Instructions to add a project/site

Run the createSiteConfProject.py script. If you want to add the project manually, follow these instructions:

Go to - https://gitlab.cern.ch/projects/new:

• • Project owner: Groups-->siteconf
  • Project name: <sitename>
  • Import project from: <leave as is>
  • Description: <sitename> site configuration
  • Visibility Level: Private (Visibility is set at the group level to xxx for members of the egroup yyyy so CMS members have all read access.)
  • [Create Project]
• select "edit project" in the config pulldown hidden in the upper right corner of the web page:
  • Path: https://gitlab.cern.ch/SITECONF/<sitename&gt; (use proper upper/lower case string!)
  • [Rename Project]
• insert at least an empty JobConfig/site-local-config.xml file into the repository asap (Empty repositories have erroneous archives!)
  • git clone ssh://git@gitlab.cern.ch:7999/SITECONF/<sitename>.git
  • cd <sitename>
  • mkdir JobConfig
  • touch JobConfig/site-local-config.xml
  • git add JobConfig/site-local-config.xml
  • git commit -a
  • git push -u origin master
• select "protected branches" in the config pulldown hidden in the upper right corner of the web page (https://gitlab.cern.ch/SITECONF/<SITE_NAME>/-/protected_branches) (current GiLab release "Settings" on the left menu bar, then "Repository", expand "Protected Branches", choose Branch "master", Allowed to merge "Developers+Maintainers", Allowed to push "Developers+Maintainers" push "Protect", the old "Master" access is now called "Maintainer" access):
  • check the "Developers can push" checkbox for the master branch
• select "services" in the config pulldown hidden in the upper right corner of the web page (current GitLab release "Settings" on the left menu bar, then "Integration"):
  • select "Emails on push"
    • check the "Active" checkbox
    • Recipients: cms-comp-ops-site-support-team@cernNOSPAMPLEASE.ch
    • [Save changes]
    • Multiple recipients can be specified, separated by whitespace. More info
    • uncheck "Jira Jira issue tracker".
• Add CMSSST user as Master to a new project:
  • Go to https://gitlab.cern.ch/SITECONF/<SITE_NAME>/-/project_members or find in "Project Information->Members"
  • Select members to invite: CMSSST
  • Choose a role permission: Master/Maintainer
  • Press button "Add to project"
  • In the current GitLab version cmssst inherits "Owner" privilege from SITECONF, i.e. doesn't allow (lower) Maintainer access to be granted

Instructions to delete a project/site

Go to - https://gitlab.cern.ch/SITECONF/<cms_site_name>/edit, scroll down and press button "Remove project"

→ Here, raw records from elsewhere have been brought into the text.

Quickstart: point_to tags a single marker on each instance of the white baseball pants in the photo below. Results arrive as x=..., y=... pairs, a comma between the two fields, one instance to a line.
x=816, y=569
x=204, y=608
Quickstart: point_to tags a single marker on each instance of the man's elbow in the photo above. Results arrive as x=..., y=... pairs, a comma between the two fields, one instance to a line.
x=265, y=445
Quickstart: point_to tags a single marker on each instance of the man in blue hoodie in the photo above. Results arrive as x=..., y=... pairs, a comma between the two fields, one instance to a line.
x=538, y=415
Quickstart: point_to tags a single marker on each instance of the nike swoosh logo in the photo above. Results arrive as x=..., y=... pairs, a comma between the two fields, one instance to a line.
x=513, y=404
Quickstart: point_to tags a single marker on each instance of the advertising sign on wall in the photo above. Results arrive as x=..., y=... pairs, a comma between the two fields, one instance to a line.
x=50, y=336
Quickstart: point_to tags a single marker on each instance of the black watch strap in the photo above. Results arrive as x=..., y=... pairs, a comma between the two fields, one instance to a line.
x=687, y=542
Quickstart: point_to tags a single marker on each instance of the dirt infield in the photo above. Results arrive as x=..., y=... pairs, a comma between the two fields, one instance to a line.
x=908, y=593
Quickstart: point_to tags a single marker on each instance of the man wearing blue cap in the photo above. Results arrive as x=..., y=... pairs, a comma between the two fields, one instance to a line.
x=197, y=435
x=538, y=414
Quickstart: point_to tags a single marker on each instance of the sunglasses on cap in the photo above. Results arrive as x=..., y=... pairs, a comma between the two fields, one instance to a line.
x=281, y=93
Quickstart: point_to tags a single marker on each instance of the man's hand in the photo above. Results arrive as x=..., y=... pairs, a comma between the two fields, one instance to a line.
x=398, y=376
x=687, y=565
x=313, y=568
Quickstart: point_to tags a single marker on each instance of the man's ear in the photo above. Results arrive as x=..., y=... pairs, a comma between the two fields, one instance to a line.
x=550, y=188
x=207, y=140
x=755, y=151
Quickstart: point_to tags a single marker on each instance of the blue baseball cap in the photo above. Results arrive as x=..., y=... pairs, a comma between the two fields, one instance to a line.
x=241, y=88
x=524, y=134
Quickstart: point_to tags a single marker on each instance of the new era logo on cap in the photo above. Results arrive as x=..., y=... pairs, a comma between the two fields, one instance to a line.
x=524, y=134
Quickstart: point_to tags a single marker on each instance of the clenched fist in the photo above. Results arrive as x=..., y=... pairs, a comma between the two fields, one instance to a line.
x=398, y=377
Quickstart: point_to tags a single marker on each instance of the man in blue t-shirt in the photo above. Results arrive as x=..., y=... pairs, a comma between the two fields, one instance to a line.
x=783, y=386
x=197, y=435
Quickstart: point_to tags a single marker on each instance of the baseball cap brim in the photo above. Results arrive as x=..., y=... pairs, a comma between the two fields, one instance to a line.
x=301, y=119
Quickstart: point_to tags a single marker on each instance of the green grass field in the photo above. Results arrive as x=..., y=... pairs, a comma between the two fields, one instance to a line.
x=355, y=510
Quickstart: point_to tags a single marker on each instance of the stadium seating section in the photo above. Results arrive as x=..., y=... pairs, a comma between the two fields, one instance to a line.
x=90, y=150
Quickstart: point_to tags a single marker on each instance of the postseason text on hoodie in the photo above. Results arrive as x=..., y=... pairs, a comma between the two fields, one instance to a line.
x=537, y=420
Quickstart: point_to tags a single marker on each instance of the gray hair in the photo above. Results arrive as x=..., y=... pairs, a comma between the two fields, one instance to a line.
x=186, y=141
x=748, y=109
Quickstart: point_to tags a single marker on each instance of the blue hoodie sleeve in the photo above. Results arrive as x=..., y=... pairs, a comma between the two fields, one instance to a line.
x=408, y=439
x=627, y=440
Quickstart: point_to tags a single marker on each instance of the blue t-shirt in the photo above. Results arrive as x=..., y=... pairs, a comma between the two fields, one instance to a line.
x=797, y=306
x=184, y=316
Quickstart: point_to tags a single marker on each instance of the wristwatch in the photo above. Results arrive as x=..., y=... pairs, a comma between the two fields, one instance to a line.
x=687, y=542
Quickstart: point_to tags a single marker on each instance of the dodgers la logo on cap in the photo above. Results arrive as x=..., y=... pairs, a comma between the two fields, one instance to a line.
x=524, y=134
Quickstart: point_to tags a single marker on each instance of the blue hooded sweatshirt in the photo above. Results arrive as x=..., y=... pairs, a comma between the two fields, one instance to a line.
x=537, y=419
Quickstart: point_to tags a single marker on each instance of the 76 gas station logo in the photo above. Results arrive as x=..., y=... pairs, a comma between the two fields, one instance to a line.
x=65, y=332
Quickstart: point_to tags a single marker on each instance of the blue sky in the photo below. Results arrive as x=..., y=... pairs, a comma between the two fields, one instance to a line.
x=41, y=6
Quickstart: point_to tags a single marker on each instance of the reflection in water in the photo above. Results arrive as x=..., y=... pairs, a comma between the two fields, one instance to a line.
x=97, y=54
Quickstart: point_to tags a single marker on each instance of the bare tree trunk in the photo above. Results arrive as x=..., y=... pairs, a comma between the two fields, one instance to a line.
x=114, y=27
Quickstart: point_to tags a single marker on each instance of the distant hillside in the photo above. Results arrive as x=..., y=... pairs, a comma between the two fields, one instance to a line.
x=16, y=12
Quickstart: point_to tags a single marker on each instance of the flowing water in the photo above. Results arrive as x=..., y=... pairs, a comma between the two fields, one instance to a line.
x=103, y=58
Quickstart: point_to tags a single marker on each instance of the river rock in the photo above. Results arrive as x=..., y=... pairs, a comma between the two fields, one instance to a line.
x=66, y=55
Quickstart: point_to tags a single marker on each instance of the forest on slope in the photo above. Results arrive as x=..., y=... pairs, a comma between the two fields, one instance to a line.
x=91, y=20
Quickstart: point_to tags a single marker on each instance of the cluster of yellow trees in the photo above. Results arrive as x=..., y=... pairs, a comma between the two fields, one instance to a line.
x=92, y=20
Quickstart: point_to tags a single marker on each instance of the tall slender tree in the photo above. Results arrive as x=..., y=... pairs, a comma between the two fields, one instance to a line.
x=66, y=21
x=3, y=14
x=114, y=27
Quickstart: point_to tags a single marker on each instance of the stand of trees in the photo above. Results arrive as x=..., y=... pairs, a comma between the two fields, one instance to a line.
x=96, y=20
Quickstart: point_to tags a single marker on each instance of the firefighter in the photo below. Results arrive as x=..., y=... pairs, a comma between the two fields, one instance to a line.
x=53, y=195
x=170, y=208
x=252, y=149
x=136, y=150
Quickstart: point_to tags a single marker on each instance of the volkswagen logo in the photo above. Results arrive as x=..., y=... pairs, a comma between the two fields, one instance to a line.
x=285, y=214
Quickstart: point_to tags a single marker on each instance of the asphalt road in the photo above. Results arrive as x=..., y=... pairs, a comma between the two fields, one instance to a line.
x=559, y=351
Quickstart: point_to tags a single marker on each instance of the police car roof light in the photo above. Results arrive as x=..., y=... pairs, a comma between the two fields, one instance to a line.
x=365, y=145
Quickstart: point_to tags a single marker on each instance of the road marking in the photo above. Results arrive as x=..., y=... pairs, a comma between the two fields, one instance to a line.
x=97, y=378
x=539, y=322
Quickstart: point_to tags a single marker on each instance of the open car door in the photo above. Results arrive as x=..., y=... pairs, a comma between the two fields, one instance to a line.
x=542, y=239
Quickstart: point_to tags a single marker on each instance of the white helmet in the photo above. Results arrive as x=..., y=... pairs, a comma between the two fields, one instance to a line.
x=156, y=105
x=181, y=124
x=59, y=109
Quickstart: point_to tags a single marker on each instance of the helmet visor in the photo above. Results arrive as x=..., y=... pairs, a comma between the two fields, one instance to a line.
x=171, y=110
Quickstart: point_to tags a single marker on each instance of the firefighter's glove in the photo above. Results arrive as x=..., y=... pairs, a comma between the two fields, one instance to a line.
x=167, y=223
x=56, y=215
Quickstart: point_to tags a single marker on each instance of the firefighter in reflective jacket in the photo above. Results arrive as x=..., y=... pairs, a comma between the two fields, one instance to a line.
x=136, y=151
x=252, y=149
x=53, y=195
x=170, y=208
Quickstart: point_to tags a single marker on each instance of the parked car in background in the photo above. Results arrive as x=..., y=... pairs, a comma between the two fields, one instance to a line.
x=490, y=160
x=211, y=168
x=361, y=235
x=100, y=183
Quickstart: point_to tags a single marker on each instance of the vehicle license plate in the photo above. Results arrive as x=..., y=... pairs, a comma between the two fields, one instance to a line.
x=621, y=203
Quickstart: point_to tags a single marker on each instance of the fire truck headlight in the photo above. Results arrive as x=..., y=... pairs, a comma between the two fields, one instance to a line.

SITECONF permissions managment

The access to each of the site's SITECONF project is done via LDAP using the facility mailing lists for executives and administrators in CERN e-groups. This means that users in the cms-<facility>-admin and cms-<facility>-exec can modify the https://gitlab.cern.ch/SITECONF/<site>/ project. It is not recommended to give users access manually using gitlab.

When a new site is created, the updateSiteConfMembers.py will fetch the new site's information from CRIC, create a new gitlab group for the members of each of e-group mailing lists, and give those groups access to the SITECONF project. This script runs automatically every 8 hours. In order for this to work, the site must be registered in CRIC, the SITECONF project must exist and the mailing lists must have the corresponding facility name in CERN e-groups.